In the House, however, gerrymandering has made most Republican seats so safe that lawmakers routinely cater to the far-right wing of their party, and a slim majority has given hard-right lawmakers outsized influence. The result has been that House Republicans continue to draft legislation that is out of step with a vast majority of voters, including some of their own constituents, on social issues.
That has forced Republicans from competitive districts to take politically perilous votes that many of them fear will cost them their seats, as well as the House majority, next year.
In September, Rep. Marc Molinaro, one of six New York Republicans representing districts that Biden won in 2020, objected to an agriculture spending bill because it included language that would restrict access to mifepristone, a widely used abortion pill.
That measure, which would fund the Agriculture Department and the Food and Drug Administration, ultimately collapsed on the House floor when other Republicans joined Molinaro in opposing it because of that specific restriction.
Democrats had swung into action to hammer Republicans on the issue. After the legislation was approved by the Appropriations Committee, the House Democrats’ campaign arm accused five vulnerable Republicans on the panel who voted to advance the bill of “putting the health and livelihoods of countless women at risk.”
Then, after the bill failed on the floor, the House Democrats’ main super political action committee hammered politically vulnerable Republicans who supported it, calling them “anti-abortion extremists.”

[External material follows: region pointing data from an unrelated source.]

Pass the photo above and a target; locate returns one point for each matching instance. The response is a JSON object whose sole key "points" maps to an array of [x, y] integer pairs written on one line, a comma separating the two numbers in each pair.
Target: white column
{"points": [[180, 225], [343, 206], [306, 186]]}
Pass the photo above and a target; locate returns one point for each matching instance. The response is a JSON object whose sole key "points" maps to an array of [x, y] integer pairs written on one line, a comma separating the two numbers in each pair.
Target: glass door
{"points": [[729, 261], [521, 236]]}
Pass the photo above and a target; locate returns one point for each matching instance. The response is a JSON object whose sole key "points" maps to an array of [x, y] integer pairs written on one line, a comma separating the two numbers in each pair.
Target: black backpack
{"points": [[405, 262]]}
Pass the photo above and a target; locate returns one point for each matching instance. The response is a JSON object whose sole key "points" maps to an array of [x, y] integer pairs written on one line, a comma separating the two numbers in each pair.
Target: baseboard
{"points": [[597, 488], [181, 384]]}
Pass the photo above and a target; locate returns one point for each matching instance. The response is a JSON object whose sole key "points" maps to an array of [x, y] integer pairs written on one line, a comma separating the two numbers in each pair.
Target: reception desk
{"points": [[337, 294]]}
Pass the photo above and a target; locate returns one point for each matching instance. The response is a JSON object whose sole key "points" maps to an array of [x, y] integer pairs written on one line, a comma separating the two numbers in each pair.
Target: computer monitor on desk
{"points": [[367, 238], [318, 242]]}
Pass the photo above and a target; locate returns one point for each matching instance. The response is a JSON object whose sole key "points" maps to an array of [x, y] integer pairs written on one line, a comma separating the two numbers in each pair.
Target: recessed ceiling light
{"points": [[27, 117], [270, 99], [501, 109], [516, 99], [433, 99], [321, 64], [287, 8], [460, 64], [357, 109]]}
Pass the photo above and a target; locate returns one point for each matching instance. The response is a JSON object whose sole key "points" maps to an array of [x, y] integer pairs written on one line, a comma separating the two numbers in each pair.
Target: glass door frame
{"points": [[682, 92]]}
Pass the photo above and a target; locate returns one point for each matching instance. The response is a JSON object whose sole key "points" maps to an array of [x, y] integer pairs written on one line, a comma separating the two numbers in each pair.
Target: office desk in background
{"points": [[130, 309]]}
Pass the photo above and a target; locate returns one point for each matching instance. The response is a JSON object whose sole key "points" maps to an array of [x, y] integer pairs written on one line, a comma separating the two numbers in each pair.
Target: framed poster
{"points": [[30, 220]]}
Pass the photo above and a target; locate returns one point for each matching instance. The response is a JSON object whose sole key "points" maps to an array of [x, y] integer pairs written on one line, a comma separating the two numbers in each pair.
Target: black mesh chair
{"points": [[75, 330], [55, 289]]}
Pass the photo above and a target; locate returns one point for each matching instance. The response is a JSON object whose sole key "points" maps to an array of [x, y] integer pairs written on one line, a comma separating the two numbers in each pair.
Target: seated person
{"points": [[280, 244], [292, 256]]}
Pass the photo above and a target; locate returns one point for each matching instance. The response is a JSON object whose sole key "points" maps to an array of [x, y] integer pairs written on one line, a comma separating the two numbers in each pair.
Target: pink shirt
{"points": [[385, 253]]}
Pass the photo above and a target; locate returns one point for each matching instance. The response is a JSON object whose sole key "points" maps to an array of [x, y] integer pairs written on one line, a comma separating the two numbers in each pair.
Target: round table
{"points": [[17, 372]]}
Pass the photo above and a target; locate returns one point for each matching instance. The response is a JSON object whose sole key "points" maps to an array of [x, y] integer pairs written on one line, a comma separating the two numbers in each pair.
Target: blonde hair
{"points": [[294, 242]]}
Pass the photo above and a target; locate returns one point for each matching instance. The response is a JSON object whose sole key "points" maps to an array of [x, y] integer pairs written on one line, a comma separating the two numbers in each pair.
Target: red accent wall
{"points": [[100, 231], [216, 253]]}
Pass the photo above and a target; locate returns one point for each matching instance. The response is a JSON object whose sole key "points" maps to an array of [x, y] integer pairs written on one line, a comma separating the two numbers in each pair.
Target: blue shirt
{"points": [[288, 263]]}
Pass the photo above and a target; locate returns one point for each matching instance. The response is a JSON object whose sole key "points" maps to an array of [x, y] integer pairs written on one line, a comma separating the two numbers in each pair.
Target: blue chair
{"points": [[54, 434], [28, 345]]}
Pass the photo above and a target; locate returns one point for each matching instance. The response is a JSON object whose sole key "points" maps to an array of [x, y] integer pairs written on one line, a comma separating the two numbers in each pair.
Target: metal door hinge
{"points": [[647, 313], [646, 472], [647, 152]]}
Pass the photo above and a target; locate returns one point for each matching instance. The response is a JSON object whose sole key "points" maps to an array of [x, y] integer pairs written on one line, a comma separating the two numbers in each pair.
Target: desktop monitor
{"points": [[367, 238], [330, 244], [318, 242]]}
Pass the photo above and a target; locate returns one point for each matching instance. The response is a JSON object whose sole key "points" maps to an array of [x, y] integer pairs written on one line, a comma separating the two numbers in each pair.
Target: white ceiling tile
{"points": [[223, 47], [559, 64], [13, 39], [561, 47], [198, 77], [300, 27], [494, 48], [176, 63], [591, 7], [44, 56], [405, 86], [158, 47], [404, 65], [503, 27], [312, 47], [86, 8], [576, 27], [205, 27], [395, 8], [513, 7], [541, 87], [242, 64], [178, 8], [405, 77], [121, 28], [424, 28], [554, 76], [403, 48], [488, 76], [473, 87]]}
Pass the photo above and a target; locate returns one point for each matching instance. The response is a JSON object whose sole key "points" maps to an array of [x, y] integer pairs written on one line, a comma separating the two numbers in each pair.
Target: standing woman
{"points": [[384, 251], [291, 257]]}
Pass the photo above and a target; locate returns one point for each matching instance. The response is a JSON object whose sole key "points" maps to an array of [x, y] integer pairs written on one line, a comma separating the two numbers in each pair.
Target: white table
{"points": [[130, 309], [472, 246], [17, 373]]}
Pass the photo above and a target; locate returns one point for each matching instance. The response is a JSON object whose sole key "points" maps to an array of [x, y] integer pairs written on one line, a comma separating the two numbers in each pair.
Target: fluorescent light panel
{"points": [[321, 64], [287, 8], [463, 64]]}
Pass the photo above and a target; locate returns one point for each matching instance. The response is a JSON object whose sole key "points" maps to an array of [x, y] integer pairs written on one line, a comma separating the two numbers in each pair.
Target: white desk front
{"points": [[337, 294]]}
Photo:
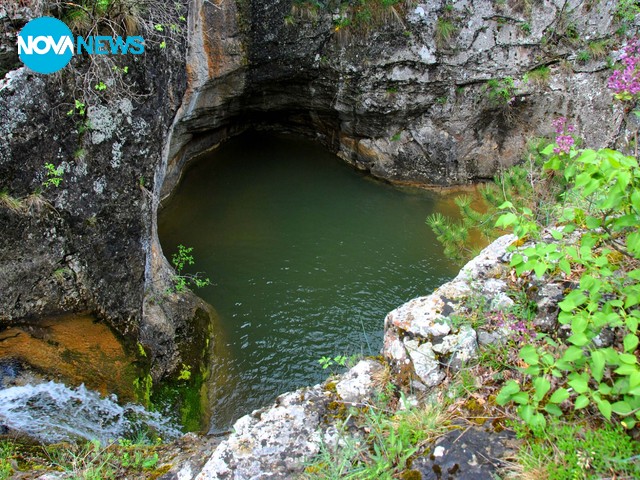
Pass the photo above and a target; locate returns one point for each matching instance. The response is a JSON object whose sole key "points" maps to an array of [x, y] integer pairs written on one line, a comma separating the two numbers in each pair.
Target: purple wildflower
{"points": [[564, 139], [626, 83]]}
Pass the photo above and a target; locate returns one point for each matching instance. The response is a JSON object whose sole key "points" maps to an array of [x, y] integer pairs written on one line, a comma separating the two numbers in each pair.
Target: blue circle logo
{"points": [[45, 45]]}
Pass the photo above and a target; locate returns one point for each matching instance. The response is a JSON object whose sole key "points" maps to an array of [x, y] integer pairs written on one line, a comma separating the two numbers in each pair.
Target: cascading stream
{"points": [[52, 412]]}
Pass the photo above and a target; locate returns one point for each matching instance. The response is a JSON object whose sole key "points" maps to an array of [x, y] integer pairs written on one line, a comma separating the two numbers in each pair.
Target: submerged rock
{"points": [[467, 453]]}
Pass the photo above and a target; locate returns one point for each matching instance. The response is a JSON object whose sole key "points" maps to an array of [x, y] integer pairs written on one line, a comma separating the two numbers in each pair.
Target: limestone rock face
{"points": [[421, 336], [275, 441], [390, 97]]}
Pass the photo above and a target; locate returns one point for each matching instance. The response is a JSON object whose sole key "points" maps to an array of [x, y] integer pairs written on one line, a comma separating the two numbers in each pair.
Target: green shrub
{"points": [[602, 208]]}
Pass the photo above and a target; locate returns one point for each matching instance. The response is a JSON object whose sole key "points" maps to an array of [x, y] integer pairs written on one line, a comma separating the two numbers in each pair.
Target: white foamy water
{"points": [[53, 412]]}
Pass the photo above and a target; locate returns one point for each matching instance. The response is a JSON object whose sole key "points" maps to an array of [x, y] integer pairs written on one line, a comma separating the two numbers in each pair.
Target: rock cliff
{"points": [[422, 92]]}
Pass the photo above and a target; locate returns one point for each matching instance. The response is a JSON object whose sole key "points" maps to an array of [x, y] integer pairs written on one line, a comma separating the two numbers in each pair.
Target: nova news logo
{"points": [[46, 45]]}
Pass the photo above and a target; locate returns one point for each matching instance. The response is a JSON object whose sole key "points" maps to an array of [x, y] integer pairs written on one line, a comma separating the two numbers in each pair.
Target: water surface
{"points": [[306, 257]]}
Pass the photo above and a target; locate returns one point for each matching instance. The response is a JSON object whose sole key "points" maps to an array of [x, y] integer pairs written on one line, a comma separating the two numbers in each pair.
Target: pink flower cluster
{"points": [[626, 83], [518, 329], [564, 139]]}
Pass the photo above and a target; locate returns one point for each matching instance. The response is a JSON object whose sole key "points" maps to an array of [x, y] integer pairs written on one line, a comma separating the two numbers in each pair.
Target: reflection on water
{"points": [[306, 258]]}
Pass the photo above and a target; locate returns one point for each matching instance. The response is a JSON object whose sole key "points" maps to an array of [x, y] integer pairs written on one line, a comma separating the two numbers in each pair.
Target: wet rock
{"points": [[421, 316], [466, 454], [491, 337], [460, 348], [186, 456], [272, 442], [425, 364], [423, 325], [547, 299], [605, 338], [357, 384]]}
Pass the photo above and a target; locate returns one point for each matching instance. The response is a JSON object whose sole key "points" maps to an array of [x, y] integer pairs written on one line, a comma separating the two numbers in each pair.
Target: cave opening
{"points": [[306, 256]]}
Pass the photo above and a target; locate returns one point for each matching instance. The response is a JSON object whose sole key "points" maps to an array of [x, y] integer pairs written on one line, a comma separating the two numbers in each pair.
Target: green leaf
{"points": [[597, 364], [540, 268], [605, 408], [574, 299], [565, 266], [635, 200], [579, 384], [505, 394], [553, 409], [520, 398], [541, 386], [628, 358], [630, 342], [529, 354], [621, 408], [581, 402], [626, 369], [604, 389], [526, 413], [579, 324], [559, 396], [572, 354], [506, 220], [578, 339], [587, 156]]}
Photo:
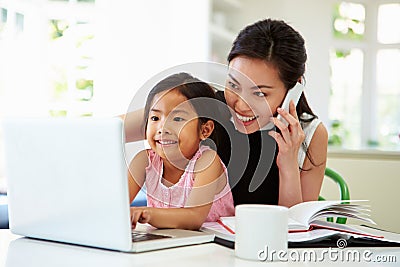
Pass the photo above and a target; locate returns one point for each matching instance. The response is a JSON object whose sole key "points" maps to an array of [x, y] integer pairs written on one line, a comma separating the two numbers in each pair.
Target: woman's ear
{"points": [[206, 129]]}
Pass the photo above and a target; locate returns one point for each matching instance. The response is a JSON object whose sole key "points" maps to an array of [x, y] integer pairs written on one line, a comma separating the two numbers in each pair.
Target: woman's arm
{"points": [[313, 172], [133, 125], [296, 187], [209, 180]]}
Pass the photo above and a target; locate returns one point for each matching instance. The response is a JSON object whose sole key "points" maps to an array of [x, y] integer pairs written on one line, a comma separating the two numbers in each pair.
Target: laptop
{"points": [[67, 182]]}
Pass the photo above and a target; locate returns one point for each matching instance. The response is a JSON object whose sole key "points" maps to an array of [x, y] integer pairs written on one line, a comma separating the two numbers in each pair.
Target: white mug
{"points": [[261, 232]]}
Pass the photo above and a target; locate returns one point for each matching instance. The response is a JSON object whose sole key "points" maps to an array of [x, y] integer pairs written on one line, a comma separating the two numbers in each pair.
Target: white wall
{"points": [[138, 39]]}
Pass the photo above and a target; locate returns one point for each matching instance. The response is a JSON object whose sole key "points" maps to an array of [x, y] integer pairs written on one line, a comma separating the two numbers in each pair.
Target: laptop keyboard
{"points": [[143, 236]]}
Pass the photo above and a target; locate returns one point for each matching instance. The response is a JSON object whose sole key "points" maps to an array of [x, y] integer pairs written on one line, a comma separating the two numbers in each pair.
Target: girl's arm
{"points": [[134, 125], [296, 187], [210, 179], [137, 174]]}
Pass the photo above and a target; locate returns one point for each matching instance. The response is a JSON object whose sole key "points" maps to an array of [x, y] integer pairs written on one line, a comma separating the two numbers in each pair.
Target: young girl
{"points": [[180, 173], [285, 164]]}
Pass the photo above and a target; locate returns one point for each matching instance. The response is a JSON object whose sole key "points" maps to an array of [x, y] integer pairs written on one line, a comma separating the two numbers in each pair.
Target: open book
{"points": [[306, 215], [305, 222]]}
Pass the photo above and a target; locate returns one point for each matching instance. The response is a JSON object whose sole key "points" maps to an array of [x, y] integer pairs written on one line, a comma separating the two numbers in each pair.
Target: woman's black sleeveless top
{"points": [[250, 159]]}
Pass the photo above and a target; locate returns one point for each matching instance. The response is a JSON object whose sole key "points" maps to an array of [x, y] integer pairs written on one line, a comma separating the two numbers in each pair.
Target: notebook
{"points": [[67, 182]]}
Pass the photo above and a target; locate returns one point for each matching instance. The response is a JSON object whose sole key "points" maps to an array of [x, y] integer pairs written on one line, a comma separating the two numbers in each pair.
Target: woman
{"points": [[281, 165]]}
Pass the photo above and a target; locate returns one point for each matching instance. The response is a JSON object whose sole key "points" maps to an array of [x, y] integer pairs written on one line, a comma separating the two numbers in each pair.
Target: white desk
{"points": [[16, 251]]}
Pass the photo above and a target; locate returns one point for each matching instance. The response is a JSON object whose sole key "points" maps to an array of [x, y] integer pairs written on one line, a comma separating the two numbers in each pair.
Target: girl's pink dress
{"points": [[176, 196]]}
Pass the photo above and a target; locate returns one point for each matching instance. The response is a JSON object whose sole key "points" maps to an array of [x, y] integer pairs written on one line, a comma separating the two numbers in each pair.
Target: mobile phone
{"points": [[292, 94]]}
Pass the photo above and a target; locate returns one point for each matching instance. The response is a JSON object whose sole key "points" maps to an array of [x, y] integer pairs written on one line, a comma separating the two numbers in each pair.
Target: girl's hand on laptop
{"points": [[139, 214]]}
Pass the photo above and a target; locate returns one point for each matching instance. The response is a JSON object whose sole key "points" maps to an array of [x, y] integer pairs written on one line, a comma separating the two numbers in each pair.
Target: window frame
{"points": [[370, 46]]}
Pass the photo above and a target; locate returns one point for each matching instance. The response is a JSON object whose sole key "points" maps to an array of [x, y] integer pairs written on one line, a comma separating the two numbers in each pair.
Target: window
{"points": [[46, 52], [365, 85]]}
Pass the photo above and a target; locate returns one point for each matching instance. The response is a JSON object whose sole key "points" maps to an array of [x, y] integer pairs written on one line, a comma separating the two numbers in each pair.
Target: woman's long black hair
{"points": [[278, 44]]}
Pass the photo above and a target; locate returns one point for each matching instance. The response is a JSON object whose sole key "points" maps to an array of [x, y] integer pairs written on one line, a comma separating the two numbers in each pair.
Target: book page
{"points": [[304, 213]]}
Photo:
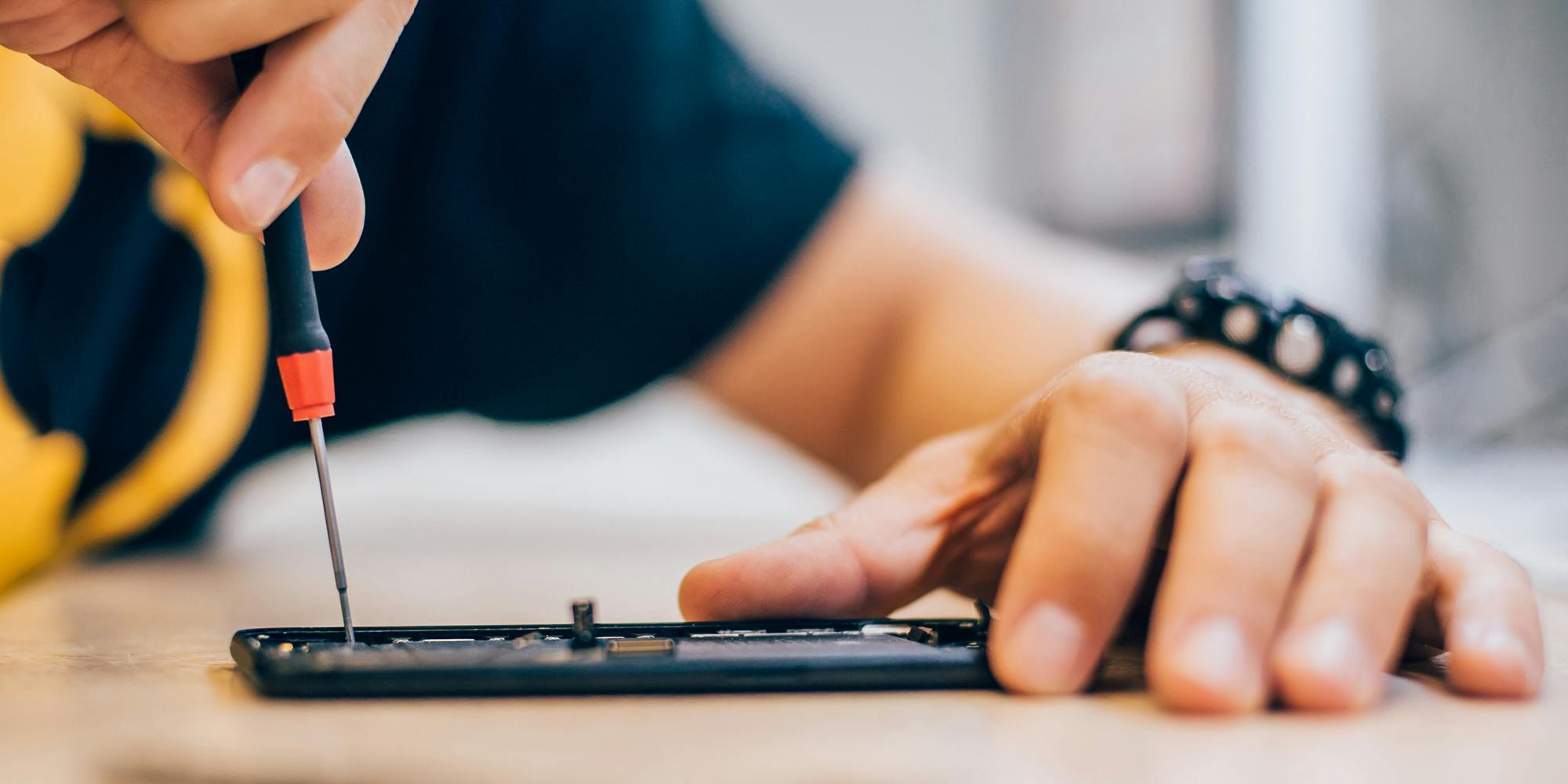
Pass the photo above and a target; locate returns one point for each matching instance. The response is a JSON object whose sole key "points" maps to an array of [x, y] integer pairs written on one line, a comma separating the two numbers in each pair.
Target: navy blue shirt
{"points": [[565, 201]]}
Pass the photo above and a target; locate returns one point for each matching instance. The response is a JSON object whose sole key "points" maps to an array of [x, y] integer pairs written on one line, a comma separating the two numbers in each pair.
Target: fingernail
{"points": [[1218, 656], [260, 194], [1337, 652], [1045, 650], [1500, 644]]}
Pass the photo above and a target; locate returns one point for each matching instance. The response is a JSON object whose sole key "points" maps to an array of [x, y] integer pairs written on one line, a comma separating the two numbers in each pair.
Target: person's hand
{"points": [[1301, 562], [164, 64]]}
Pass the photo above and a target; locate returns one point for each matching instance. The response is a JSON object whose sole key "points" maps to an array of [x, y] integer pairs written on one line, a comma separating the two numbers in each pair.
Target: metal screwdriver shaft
{"points": [[319, 445], [305, 355]]}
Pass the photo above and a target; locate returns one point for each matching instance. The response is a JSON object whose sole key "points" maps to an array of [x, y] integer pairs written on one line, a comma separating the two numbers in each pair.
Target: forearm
{"points": [[909, 316]]}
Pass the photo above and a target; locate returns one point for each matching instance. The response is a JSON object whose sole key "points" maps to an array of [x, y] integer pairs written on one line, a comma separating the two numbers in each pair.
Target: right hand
{"points": [[165, 65]]}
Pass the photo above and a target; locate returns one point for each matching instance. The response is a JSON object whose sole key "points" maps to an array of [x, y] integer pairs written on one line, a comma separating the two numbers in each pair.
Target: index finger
{"points": [[200, 31]]}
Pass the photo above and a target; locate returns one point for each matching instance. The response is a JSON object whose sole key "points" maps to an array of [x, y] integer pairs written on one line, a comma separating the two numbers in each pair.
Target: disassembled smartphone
{"points": [[617, 659]]}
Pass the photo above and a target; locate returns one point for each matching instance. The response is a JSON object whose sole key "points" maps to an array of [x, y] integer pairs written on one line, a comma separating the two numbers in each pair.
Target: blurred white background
{"points": [[1403, 162]]}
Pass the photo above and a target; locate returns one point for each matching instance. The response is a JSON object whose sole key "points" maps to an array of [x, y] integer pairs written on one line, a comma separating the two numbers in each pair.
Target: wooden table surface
{"points": [[120, 672]]}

On Thursday, Molinaro was part of the small group of Republicans that balked at supporting the financial services bill because of the anti-abortion language tucked inside.
“There are approximately five to eight who aren’t supportive because of these provisions,” Molinaro said. “We must respect and love women faced with such difficult choices.”
Molinaro said he opposed a national ban on abortion. While he noted that he was against late-term abortions, he said he did not want to impose any further abortion restrictions at the federal level – including through spending bills.
“My constituents have reinforced my view, and results in Ohio may well confirm a position for that state,” he added.
Rep. Nancy Mace, R-S.C., has long railed against her party for not doing enough to show compassion to women. She has said that GOP leaders are making Republicans like her from moderate districts “walk the plank” with abortion votes. Mace said Thursday that she was part of the group of lawmakers Molinaro was referring to who would not support spending bills that quietly tried to expand abortion restrictions.
“We can’t save lives, if we can’t win elections,” Mace posted on X, formerly known as Twitter, on Tuesday night as the election results became clear. “We need to talk about common sense abortion restrictions, while also promoting expanded access to contraception including over the counter.”
Still, there are major minefields ahead. Senior House appropriators are planning as soon as next week to bring up the bill that funds the Labor Department and the Department of Health and Human Services, which includes multiple anti-abortion measures. Democrats argue those measures are aimed at defunding Planned Parenthood and making funding for Title X, the nation’s family planning program, less accessible. The legislation also would target programs that provide referrals or information about abortion.
While the bill does not single out Planned Parenthood by name, it includes a provision that would ban sending federal funds to “community providers” that are “primarily engaged in family planning services, reproductive health and related medical care.” It includes exceptions for abortions performed in the case of rape or incest, or in instances in which the mother’s life is endangered.
It is exactly the type of legislation that mainstream Republicans like Duarte are warning against.
“A lot of us in swing districts – a lot of us that want to be very respectful of where the American people are and aren’t on these social issues – are standing our ground,” Duarte said.